The Expertise Gap: Logistics vs. Pedagogy

​A fundamental schism exists between those who teach and those who manage. Many in school leadership have made a deliberate choice to exit the classroom (nb. my own experience was to become a manager in order to, as I naively thought, change school cultures in order to change children’s lives- I was not sui generis; many other managers do the same. But I found many, like me, drowning in demands for data and documents that changed nothing. I also found many managers who enjoyed “Power Over.”).

The ambitious trade the complexities of pedagogy for the Management State, which is a world of budgets, data returns, and public relations. Yet despite this departure, they retain a totalising remit over the leadership of learning.

​The 2021 OECD report highlighted that the Scottish system is characterised by a high degree of policy clutter. It is within this clutter that the manager-as-superior culture thrives. Management often confuses the logistical necessity of running a building with the authority to micromanage classroom practice. Because the hierarchy rewards those who satisfy Local Authority data returns, the deep and nuanced expertise of the chalkface practitioner is disregarded. The teacher who holds the most relevant data on student learning is treated as a subordinate technician. They are forced to mirror the priorities of a manager who may not have navigated a full timetable in a decade (or others who have played the tickbox game and are the leeted clones in a self replicating management system).

The Feedback Sandwich and the Death of Realism

​True collegiate dialogue cannot survive when every conversation is a data-gathering exercise for a report. This performative requirement is best exemplified by the feedback (shit) sandwich model. By flanking a core criticism with superficial layers of praise, management avoids the uncomfortable realism of the classroom in favour of a reportable and sanitised narrative.

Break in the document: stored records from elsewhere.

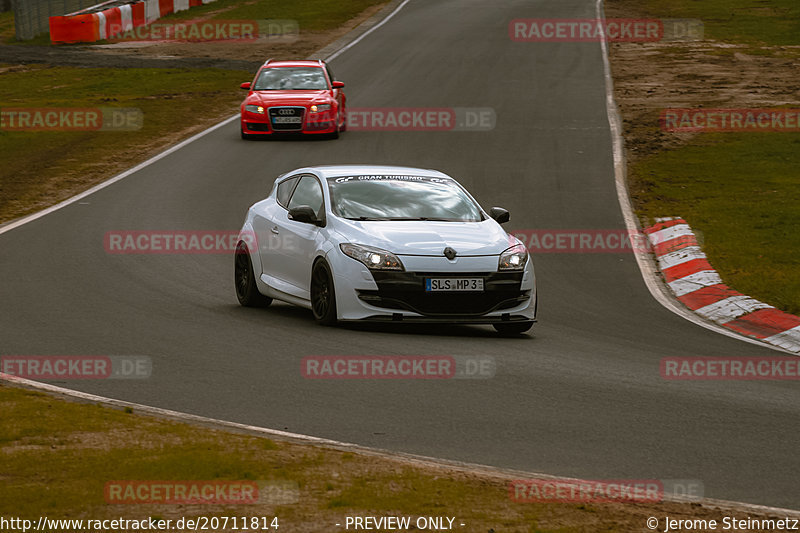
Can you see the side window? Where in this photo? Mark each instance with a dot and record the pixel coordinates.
(285, 189)
(308, 192)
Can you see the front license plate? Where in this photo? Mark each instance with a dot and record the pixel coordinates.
(454, 284)
(287, 120)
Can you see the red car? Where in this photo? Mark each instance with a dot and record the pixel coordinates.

​This is not leadership; it is the management of optics. The OECD report noted a perceived lack of alignment between the curriculum’s goals and the assessment and qualification system. Yet rather than addressing this gap, the hierarchy forces teachers to pretend it does not exist. They must flank systemic failure with the bread of performative positivity. Surveillance ensures that no one breaks character. The “sandwich” keeps the feedback polite, predictable, and ultimately useless for real pedagogical growth.

The Trickle-Down: Two Stars and a Wish

​Organisational cultures are not contained within the Heidie’s Office and staffroom. They permeate every aspect of the school. The surveillance and performativity experienced by teachers are mirrored in the feedback models forced upon pupils. The Two Stars and a Wish and Extra Challenge models are simply the feedback sandwich and the School Improvement Plan miniaturised for children.

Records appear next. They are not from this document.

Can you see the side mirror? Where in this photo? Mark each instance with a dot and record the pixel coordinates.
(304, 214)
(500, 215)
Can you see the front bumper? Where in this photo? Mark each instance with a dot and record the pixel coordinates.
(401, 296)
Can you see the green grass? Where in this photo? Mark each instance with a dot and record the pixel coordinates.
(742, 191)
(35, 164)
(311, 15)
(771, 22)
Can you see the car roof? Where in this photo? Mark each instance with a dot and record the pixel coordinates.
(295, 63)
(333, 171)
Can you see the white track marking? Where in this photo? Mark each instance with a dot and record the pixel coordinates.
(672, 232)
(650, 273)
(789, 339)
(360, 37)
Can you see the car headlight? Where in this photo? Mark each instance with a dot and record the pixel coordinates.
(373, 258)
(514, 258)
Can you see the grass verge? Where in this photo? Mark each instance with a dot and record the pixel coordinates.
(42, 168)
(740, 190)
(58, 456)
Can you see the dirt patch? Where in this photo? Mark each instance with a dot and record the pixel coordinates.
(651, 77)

​In this mirrored hierarchy, the Authority evaluates the School, Management evaluates the Teacher, and the Teacher evaluates the Child. At every level, the power dynamic remains the same. The subordinate must perform for the observer. The Wish often becomes a mandatory directive. This socialises children into a system where improvement is something performed for an authority figure rather than an internal drive for mastery. The OECD’s concern regarding a narrowing of the curriculum is realised here. When children know they are being tracked and monitored via stars and wishes, they also stop taking risks and start playing the game.

The Cost of the Game

​The tragedy of Scottish education is the systematic devaluation of its greatest asset, which is the pedagogical expertise and creativity of the classroom teacher. As the OECD concluded in 2021, there is a desperate need to move from a culture of accountability to a culture of learning and improvement. This cannot happen as long as the surveillance-heavy manager-as-superior culture persists.

​Until we move away from ritualised reporting,”playing the game” for observations and the weaponisation of professionalism, true collegiate decision-making will remain a polite fiction. As long as the system prioritises the performance of improvement over the reality of the chalkface, it will remain an organisation built on fear and filtered truths. It is a system where everyone, from the Head Teacher to the youngest pupil, is simply playing a role in a report that no one quite believes.